Updated: President Donald Trump has signed an executive order to end the separations of immigrant families at the border.

Trump signed the order Wednesday afternoon, report CBS News and a tweet by the Associated Press.

The order says it is the policy of the administration to “rigorously enforce” immigration laws, and it is also administration policy to to maintain family unity.

The order says the Department of Homeland Security should house immigrant families while criminal or immigration proceedings are pending, “to the extent permitted by law and subject to the availability of appropriations.”

The order says the Defense Department should provide available housing for immigrant families and should construct such facilities “if necessary and consistent with law.” The order also directs the heads of all executive departments and agencies to make appropriate facilities available to house the immigrants.

The order also directs Attorney General Jeff Sessions to ask a federal court to modify a 1997 consent decree to allow DHS to detain the immigrant families together the entire time that criminal or immigration proceedings are pending. The consent decree, and a subsequent federal appellate decision interpreting it, require immigrant children to be released or transferred to a licensed facility within a reasonable period, set presumptively at 20 days.

Families were being separated because the parents were being transferred to federal criminal custody pending a court hearing for illegal entry, which is a misdemeanor for a first-time offense. The Trump administration had instituted the prosecutions as part of its zero-tolerance policy.

ABA President Hilarie Bass applauded the president’s decision to sign the order and called on the government to quickly reunite families. “The ABA pledges its full support in working within the legal community to make this happen,” Bass said in a statement.

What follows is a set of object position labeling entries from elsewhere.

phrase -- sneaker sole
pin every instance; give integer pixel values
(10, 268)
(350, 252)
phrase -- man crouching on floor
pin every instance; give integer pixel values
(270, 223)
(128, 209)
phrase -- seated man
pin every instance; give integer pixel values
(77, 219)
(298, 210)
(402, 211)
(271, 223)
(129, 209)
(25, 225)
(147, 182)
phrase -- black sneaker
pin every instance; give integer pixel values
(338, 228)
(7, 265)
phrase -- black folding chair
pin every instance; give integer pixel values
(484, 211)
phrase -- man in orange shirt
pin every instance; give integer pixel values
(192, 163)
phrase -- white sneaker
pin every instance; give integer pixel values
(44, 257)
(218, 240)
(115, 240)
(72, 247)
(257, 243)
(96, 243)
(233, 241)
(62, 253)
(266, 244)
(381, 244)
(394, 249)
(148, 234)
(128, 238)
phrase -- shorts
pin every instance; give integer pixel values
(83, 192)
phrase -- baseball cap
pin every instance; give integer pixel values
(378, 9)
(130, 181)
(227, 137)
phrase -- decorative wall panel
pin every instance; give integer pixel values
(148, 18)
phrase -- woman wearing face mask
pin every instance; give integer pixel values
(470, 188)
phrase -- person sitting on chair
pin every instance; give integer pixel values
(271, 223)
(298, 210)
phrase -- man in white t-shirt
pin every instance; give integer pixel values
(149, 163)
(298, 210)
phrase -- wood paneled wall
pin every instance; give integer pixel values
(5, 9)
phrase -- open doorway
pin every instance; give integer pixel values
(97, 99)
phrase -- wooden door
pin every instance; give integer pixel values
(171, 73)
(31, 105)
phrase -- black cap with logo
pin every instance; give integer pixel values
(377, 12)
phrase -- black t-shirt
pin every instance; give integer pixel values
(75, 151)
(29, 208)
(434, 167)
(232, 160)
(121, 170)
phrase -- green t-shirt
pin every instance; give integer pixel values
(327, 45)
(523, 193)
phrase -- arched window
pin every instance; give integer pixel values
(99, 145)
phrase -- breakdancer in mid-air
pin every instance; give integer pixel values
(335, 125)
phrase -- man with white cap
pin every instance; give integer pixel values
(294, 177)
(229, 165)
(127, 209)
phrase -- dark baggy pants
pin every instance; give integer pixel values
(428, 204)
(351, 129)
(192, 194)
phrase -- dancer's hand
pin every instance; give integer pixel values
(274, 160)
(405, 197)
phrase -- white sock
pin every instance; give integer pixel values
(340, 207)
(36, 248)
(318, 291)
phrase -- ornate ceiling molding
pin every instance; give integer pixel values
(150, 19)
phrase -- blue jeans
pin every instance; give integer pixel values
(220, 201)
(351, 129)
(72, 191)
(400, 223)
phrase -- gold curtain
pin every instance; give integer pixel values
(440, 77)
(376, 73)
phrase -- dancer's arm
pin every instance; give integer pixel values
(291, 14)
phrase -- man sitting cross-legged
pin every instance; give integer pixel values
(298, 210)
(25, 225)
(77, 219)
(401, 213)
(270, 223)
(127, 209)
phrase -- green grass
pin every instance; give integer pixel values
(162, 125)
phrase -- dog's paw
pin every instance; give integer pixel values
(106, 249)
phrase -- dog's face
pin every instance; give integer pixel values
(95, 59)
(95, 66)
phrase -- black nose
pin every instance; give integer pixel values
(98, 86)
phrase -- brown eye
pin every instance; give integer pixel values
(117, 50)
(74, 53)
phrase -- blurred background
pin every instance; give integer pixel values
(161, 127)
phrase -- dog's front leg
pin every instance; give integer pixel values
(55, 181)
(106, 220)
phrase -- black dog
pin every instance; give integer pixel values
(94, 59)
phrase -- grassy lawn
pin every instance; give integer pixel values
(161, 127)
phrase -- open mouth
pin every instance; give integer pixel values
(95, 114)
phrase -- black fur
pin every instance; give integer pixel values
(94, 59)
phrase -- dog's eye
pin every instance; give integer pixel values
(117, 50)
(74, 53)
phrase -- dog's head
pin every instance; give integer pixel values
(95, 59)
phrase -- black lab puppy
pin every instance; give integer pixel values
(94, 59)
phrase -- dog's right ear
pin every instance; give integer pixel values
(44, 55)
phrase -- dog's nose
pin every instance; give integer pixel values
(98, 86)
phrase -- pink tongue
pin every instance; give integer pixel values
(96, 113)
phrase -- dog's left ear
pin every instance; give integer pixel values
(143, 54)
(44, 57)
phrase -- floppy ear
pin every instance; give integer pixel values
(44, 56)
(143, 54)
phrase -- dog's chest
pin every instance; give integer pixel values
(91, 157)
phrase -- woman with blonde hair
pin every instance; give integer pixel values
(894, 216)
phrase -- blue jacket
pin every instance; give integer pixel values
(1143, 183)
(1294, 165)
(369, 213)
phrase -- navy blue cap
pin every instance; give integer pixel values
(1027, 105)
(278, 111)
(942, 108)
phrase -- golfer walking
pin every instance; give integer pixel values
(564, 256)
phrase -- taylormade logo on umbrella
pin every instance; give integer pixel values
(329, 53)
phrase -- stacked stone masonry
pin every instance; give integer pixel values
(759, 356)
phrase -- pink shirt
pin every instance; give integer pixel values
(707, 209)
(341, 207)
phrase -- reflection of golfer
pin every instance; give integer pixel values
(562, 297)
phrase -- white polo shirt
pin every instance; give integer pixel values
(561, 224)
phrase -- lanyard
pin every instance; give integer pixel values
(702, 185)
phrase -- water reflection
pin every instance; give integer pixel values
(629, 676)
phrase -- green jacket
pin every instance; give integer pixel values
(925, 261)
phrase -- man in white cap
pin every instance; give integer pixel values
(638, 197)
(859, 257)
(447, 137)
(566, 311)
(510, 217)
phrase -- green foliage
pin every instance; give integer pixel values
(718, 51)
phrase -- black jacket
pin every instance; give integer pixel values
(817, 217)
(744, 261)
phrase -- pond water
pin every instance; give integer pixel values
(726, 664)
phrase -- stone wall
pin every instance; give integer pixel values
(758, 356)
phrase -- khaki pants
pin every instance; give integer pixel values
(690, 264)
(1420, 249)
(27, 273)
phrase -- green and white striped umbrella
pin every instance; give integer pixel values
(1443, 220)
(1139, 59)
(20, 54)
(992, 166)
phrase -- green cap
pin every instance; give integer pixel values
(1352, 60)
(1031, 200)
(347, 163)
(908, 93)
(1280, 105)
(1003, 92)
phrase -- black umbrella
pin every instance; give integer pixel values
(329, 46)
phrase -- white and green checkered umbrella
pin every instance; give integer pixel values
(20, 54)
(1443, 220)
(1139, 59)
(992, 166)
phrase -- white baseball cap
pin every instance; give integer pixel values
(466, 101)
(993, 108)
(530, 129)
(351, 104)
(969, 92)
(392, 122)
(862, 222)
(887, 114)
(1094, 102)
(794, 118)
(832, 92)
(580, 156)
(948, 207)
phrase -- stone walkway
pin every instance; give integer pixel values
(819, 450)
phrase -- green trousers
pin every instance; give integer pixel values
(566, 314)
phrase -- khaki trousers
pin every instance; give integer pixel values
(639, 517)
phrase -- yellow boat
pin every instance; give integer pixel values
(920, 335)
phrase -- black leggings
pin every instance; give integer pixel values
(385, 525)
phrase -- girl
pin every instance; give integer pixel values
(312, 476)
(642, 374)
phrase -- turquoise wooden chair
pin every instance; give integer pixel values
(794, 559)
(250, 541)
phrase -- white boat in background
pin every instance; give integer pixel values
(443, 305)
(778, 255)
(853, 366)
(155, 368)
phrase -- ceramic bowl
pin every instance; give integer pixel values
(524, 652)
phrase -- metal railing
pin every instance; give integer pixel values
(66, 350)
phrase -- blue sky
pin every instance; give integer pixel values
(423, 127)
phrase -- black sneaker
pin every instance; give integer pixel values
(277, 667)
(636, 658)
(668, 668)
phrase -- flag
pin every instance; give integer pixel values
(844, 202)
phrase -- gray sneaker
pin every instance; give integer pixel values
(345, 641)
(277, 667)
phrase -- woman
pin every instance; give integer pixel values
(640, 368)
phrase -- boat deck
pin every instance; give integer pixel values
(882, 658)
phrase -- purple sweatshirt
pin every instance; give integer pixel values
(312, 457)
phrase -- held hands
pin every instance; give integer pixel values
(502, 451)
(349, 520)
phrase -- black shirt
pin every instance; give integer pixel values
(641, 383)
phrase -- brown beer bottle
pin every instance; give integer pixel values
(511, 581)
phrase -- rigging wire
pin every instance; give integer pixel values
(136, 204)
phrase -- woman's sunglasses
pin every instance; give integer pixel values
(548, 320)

Bass called the executive order “a first step” and said comprehensive and just immigration reform is still needed. The ABA opposes detention of noncitizens except in extraordinary circumstances and favors the least restrictive alternative to ensure appearance in immigration proceedings, she said. Families should not be detained, she said, absent an individualized determination of flight or security risk.

If families are detained, visits should be allowed by independent observers, friends and families, Bass said. Detainees should also receive legal information explaining the process and rights.

The ABA also supports government-funded counsel to represent indigent people in removal proceedings.

Bass is directing lawyers who want to volunteer to this resource page.

News about the executive order developed throughout the day.

The first reports, which relied on anonymous sources, said DHS Secretary Kirstjen Nielsen was drafting the executive order, in consultation with White House lawyers. The Associated Press broke the news. More news coverage followed, including stories by the New York Times and Politico.

Nielsen has previously said there is no policy to separate families, but it is required by the federal court decisions. Parents were separated from their children and transferred to criminal custody for prosecution for illegal entry.

White House aides told the Times that Trump was aware his actions could lead to court battles over alleged violations of the consent decree.

The American Civil Liberties Union had previously filed a suit seeking to prevent family separations. ACLU executive director Anthony Romero indicated the organization wasn’t satisfied with Trump’s plans.

“This executive order would replace one crisis for another,” Romero said in a statement before details of the order were made public. “Children don’t belong in jail at all, even with their parents, under any set of circumstances. If the president thinks placing families in jail indefinitely is what people have been asking for, he is grossly mistaken.”

Story updated at 1:10 p.m. to include more information on possible lawsuits and the ACLU statement; updated at 2:20 p.m. to report that Trump has signed the order; updated at 3 p.m. to report on directives in the order. Story updated at 4:40 p.m. to include the ABA statement.